Electrical Resistance of Copper-Gold Alloys at Low Temperatures

Abstract

The resistance of copper-gold alloys of composition 25, 37.5, 50, 62.5, and 75 atomic percent gold has been measured as a function of temperature from room temperature to 2°K in states slowly cooled and rapidly quenched from above the ordering temperatures. The room temperature resistivities agree with those previously obtained by Johanssen and Linde. The residual resistances are high in both the quenched and slowly-cooled states, but the ratio of residual resistance to the ice point resistance was found to be appreciably lower in the slowly-cooled states for the 25 and 50 atomic percent gold composition.
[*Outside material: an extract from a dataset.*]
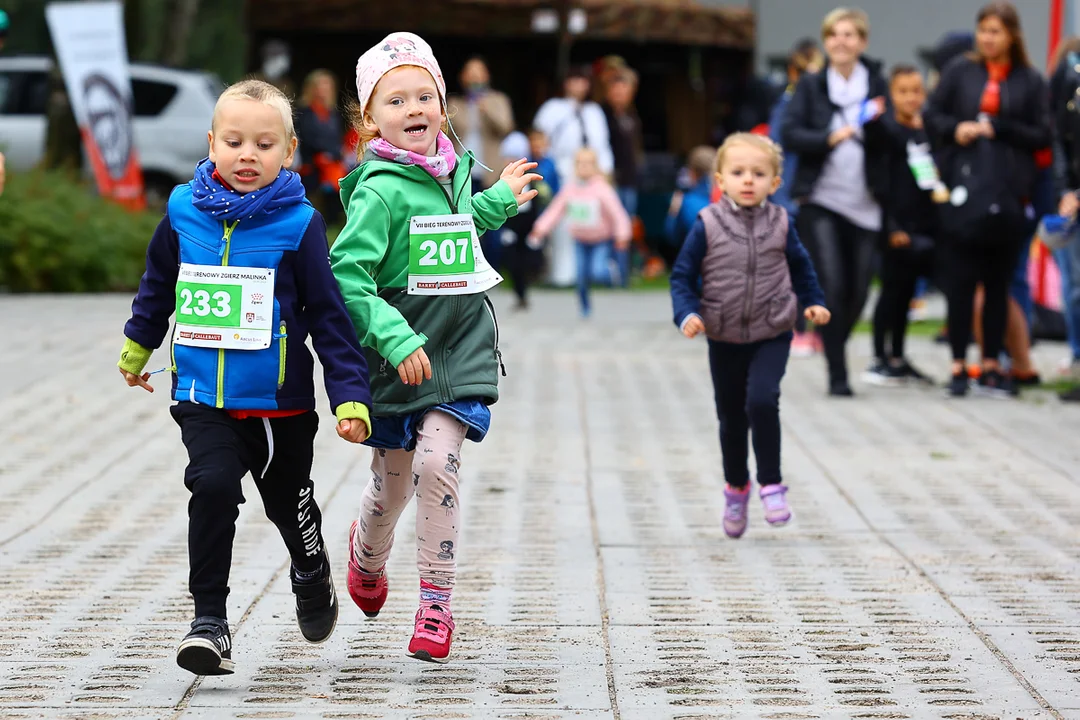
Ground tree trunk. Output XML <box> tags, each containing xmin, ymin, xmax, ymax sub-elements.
<box><xmin>43</xmin><ymin>68</ymin><xmax>83</xmax><ymax>172</ymax></box>
<box><xmin>124</xmin><ymin>0</ymin><xmax>144</xmax><ymax>62</ymax></box>
<box><xmin>159</xmin><ymin>0</ymin><xmax>200</xmax><ymax>67</ymax></box>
The other compositions showed no such difference in the residual resistance ratio for the quenched and annealed states. Values of Debye temperature calculated by means of the Grüneisen function were found to be strongly temperature dependent, and no appreciable difference was found in the Debye temperatures of the quenched and slowly-cooled states. The Debye temperatures at 75°K were found to obey the equation: $\frac{1}{{{\theta }_{\mathrm{AB}}}^3}=\frac{x}{{{\theta }_A}^3}+\frac{\mathrm{}(1-x)\mathrm{}}{{{\theta }_B}^3}$. Hysteresis anomalies of the order of 1 percent were found in the neighborhood of 225°K.